Проводив его до лестницы, Ребекка в последний раз напомнила:

— Только верните потом, не забудьте.

Гизола и впрямь просила писать ей в Бадиа-а-Риполи, но разве не могло так случиться, что она переехала буквально на днях? Впервые все это нагромождение горестей будто бы отдалилось, так что с ним можно было расправиться. Все мучения оказались где-то снаружи, от этого он испытал чувство легкого счастья, ни на что не похожее. И подумал: «Почему я сразу же поверил письму?»

В пути он почувствовал, что у него жар и рассудок мутится. Но надо было доехать как можно скорее.

Поезд мчался вдоль Арно, вода в нем сверкала, будто разбилась разом тысяча зеркал. Проплывавшие мимо за телеграфными столбами отвесные, заостренные холмики сосновых рощ, еще испещренные лиловатыми тенями, перемежались с трепетными серебристыми тополями. И пучки кипарисов — кипарисы, окруженные другими кипарисами. Он ехал к городу, над которым меж холмов самых мягких очертаний собиралась безмятежнейшая лазурь. Эта дивная красота подавляла. И любовь, которую он до сих пор питал к Гизоле, стала казаться, невесть почему, недостойной гнусностью: «Неужели я не должен ее любить?»

Он вошел в подъезд, упомянутый в письме — стайка женщин, стоявших на пути, не посторонилась. Лестница была темная и грязная, сквозь вонь пробивался запах пудры.

На втором этаже сквозь приоткрытую дверь он разглядел проститутку в розовом халате — она взглянула на него с какой-то иронией.

На третьем этаже — другая квартира, точно так же нараспашку. Он остановился и прислушался: слышны были веселые женские голоса, одна из женщин напевала. Он истолковал это в худшую сторону, а потом — в лучшую. Но все-таки вздрогнул: «Неужели Гизола живет среди таких людей?» И, словно спасаясь бегством, взлетел по оставшимся ступенькам.

На последнем этаже он, задыхаясь, остановился. Там была гостиная, посредине стоял овальный стол — в глазах у него помутилось.

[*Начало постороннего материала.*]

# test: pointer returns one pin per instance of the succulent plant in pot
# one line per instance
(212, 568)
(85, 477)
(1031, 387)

Как сквозь пелену он увидел женщину, которая, лежа на канапе, беседовала с солдатом. Берет солдата лежал поодаль, на стуле.

Вид Пьетро, потрясенно на нее уставившегося, испугал женщину. Она дотронулась до колена солдата, и теперь они оба повернулись к Пьетро. Он сделал еще шаг, не чуя под собой ног: как будто попал в кошмар, но не хотел в это верить. Он что-то пролепетал, но женщина не ответила. Тогда он решил, что обидел ее, и собирался уже уйти. Но в тот же миг из открытой двери показалась Гизола. Заметив его, она замерла, побледнела и чуть не лишилась чувств. Но потом двинулась назад, придерживаясь локтем за стену — так отползает после удара полураздавленная мышь.